YAŞADIKÇA I Kökü mâzide olan âtiyiz

 

          Evet! İşte size, bütün problemlerimizin kaynağını çarpıcı biçimde teşhis eden ve tam bir vukufla çözüm yolunu gösteren cümle:

          "Bizim, ülke ve millet olarak, bu modern zamanlarda dahi, başka tecrübelere, başka örneklere bakmadan, kendi tarih ve medeniyetimize bakmamız, oradan dersler ve ibretler çıkarmamız inanıyorum ki, özgün, mutlu ve müreffeh bir geleceğin inşasında en sıhhatli yöntem olacaktır."

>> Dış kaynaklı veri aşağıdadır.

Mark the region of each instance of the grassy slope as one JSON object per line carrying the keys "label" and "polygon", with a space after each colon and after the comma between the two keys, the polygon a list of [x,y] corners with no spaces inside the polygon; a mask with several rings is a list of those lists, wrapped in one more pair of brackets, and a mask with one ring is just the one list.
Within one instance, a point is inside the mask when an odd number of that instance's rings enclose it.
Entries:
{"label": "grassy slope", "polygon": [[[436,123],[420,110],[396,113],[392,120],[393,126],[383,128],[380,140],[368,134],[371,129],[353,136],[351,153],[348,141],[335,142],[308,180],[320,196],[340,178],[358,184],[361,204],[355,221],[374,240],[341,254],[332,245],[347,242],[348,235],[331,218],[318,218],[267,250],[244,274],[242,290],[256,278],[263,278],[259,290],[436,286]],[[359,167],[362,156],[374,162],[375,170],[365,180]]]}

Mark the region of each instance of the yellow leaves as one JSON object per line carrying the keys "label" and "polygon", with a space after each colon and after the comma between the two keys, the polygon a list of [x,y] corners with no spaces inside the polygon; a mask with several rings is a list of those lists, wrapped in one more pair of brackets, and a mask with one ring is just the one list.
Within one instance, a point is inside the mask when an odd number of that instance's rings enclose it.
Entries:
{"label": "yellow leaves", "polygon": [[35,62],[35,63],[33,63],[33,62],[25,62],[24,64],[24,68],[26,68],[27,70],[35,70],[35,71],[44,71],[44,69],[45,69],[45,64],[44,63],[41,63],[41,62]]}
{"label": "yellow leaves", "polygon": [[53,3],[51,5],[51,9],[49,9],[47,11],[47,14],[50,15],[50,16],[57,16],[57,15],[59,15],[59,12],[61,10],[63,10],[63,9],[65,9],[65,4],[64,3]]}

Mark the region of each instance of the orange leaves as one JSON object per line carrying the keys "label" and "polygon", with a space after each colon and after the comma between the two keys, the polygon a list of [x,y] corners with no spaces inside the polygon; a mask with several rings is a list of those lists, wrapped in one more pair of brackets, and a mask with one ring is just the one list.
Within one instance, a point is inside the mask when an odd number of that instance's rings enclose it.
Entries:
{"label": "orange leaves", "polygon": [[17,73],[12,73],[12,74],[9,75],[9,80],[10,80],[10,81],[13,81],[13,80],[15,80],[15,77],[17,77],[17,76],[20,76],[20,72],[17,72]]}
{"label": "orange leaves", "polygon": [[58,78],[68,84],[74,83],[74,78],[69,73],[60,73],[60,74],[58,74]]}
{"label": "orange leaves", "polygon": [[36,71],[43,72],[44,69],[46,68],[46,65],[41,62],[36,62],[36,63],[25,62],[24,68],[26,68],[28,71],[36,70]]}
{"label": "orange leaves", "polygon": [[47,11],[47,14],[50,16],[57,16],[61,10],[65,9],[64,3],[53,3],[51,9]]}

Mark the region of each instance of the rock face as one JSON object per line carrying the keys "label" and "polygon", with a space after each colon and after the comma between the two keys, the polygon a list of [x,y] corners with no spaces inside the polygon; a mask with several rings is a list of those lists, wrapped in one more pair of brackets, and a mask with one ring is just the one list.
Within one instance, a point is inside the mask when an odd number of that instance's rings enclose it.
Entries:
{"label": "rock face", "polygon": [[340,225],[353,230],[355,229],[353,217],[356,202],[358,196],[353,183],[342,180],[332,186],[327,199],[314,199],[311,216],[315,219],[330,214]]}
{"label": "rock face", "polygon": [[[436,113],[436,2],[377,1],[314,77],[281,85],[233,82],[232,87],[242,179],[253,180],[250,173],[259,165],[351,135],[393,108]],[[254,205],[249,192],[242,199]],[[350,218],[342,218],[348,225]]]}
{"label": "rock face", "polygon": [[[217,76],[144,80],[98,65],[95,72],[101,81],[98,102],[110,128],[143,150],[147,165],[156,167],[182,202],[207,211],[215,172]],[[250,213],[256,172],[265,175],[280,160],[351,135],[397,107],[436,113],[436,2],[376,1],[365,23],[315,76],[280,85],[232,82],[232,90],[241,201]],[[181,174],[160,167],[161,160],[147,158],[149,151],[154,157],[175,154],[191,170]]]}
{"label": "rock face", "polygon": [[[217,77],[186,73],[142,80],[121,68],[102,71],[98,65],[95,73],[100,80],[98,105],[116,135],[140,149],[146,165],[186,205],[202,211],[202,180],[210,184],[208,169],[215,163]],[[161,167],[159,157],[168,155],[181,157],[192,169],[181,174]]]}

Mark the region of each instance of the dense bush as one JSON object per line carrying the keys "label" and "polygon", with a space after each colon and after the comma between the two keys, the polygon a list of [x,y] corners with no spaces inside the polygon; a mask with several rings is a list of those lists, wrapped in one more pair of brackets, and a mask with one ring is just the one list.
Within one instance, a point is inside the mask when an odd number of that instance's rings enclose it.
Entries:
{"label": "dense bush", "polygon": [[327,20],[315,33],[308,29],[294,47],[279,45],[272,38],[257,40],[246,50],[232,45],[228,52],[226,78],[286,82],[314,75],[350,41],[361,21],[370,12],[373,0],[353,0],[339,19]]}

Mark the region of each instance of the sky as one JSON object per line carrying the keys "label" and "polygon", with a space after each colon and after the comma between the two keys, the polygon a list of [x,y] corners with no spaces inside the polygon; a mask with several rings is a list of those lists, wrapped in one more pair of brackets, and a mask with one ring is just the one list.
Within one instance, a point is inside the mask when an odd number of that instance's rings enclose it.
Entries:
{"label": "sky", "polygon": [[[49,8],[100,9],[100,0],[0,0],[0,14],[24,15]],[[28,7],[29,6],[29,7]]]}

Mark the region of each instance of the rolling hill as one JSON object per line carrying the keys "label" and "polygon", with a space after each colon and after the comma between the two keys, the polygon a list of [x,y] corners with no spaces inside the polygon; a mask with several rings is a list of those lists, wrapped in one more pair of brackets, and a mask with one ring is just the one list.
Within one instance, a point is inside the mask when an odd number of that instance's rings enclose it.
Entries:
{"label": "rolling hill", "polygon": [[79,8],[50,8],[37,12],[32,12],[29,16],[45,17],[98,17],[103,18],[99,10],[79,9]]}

          Başbakan Recep Tayyip Erdoğan, bu tarihî tespitlerini, Başbakanlık Tanıtma Fonu'nun desteğiyle Konya Selçuklu Belediyesi tarafından neşredilen beş dev ciltlik "Büyük Selçuklu Mirası" külliyatı için kaleme aldığı "Önsöz"de ortaya koyuyor. Başbakan Erdoğan, diyor ki:

          "Şiirimizin büyük ustası Yahya Kemal Beyatlı'nın da ifade ettiği gibi, bizler, millet olarak, "kökü mâzide olan bir âtinin" tasavvurunu taşıyoruz. Tarih boyunca çok sayıda devlet kurmuş, geniş coğrafyalar üzerinde adaletle hükmetmiş bir milletin evlatlarıyız. Ancak bizler, aynı zamanda, "kalemin kılıçtan keskin" olduğuna yürekten inanan, bu anlayışı ruhunda, bedeninde ve yaşadığı iklimde mezceden bir sevgi medeniyetinin de mirascılarıyız.

 

          İNSAN VE SEVGİ MEDENİYETİ

          Büyük Selçuklu ve Anadolu Selçuklu Devletleri, dirayetli ve ferasetli sultanların, güçlü orduların insanlığa yön verecek, ilham sağlayacak, örnek teşkil edecek kurumların yanında, tarih boyunca hiç silinmeyecek bilim ve sanat eserlerini de arkasında bırakmış iki büyük devlettir. Yaklaşık 1000 yıl önce vücuda getirilmiş olan eserler, bugün dahi ziyaretçilerini hayranlığa sevk edecek kadar büyük bir sanat ve estetik abidesidir.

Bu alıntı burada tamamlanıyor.